Again, Katy was to blame for this warped response.

It’s strange how books can romanticise some of the most unromantic, uncomfortable and, realistically, awful situations.

It also happened when I read Jack Kerouac’s On the Road while I was at university. Suddenly, those grim, rundown motels that you pass when you drive through wastelands on the outskirts of cities seemed to be imbued with a seedy glamour.

In my mind, they changed from being places where I would not trust the locks or the cleanliness of the sheets, to places of endless possibilities. They had, after all, been sanctified in a literary classic. (Obviously, a night spent in one of these establishments, staring at a mouldy ceiling and jumping at every rattle of the flimsy security door, would quickly remove any mistaken sense of glamour or romance.)

This effect might have been behind Kylie Jenner’s decision to hold a soiree in the style of The Handmaid’s Tale, where partygoers dressed in white bonnets and maroon gowns and capes.
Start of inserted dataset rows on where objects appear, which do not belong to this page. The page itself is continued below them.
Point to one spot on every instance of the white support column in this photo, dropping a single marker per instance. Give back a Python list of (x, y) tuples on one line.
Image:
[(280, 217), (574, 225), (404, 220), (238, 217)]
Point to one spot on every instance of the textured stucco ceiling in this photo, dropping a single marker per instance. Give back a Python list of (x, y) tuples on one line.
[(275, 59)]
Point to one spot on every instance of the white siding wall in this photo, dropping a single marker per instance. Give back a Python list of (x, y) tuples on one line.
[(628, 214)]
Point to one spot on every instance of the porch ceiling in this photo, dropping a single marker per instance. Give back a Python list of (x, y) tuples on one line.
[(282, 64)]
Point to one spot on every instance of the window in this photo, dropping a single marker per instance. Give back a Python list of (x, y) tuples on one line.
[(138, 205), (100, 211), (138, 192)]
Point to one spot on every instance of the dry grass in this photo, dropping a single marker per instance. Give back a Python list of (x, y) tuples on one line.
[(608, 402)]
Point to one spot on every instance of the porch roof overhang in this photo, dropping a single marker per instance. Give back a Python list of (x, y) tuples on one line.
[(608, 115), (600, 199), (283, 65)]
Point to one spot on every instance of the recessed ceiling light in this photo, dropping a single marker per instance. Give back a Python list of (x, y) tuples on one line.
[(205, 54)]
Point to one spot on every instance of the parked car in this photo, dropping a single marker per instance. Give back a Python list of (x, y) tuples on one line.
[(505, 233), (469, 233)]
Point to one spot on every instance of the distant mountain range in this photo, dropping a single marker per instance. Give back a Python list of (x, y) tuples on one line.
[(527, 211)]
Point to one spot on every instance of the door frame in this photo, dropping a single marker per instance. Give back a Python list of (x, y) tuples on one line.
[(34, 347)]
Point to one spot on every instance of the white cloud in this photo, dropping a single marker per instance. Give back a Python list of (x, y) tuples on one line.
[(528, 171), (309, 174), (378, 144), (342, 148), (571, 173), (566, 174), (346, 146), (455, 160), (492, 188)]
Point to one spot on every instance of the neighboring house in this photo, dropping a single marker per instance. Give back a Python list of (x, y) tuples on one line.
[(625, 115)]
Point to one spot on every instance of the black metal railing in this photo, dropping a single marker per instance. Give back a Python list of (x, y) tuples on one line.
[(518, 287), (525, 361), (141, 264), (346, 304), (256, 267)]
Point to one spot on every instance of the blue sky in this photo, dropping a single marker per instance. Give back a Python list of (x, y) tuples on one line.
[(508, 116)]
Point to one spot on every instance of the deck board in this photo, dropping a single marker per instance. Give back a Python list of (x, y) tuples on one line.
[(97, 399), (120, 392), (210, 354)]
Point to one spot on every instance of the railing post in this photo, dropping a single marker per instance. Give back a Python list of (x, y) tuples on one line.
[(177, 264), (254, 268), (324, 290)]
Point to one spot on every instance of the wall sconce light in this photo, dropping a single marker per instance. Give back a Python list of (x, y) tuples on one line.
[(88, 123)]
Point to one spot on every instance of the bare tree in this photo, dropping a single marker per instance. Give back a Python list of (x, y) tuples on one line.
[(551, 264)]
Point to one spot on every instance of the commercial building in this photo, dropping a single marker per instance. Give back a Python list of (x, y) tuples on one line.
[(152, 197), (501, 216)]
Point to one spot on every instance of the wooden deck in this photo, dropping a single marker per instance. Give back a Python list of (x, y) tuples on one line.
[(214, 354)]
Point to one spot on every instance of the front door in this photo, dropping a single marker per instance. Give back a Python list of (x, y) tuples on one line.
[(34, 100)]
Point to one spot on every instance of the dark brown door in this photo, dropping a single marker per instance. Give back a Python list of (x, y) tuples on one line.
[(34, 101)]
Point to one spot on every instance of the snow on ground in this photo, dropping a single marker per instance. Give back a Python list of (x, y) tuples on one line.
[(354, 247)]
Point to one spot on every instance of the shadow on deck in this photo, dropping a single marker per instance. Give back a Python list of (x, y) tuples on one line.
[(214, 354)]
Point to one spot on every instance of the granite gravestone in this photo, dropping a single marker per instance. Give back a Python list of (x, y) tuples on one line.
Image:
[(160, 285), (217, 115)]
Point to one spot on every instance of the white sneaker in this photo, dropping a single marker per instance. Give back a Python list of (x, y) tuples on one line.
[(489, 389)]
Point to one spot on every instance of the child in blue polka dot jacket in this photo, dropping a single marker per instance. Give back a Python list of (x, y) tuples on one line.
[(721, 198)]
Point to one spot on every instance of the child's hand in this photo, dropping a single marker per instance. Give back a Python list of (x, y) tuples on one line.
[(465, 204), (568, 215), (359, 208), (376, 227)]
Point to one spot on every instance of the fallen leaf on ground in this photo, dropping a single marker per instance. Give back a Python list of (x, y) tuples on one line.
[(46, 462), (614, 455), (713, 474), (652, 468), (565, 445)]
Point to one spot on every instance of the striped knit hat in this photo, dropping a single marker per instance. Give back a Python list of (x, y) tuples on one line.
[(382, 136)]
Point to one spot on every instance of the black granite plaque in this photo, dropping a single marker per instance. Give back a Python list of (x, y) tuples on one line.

It didn’t escape the attention of critics that the book was about the very unglamorous theme of the cruel and often violent subjugation of women. But I’m with Kylie – somehow books create glamour when there is none.

Like visual artists, writers can help readers see places, situations and people through new eyes, bringing beauty to something that might previously have been considered barren, and casting a rosie hue even on a cruising disaster.

They can bestow beauty on unlikely settings – in The Dry, it was a struggling farming community where a family was murdered. Here, somehow, the striking beauty of the place shone through, despite the action in the foreground.

Similarly, in The Choke, a desperately sad story of a neglected child who was living in poverty in the bush, the setting on the banks of the Murray River maintained its beauty. In many ways, that beauty contrasted the awfulness of the situation the girl was in, and offered her the little comfort that was available to her.

And perhaps there is also a sense of nostalgia involved; readers remember a book fondly, and the intense feelings and enjoyment it evoked. That enjoyment colours the reality of the setting or the circumstances, however tawdry, brutal or boring.

With this in mind, I’m sure my husband will be buying me books about camping next, hoping to make the idea of drop toilets and burnt sausages a little more appealing.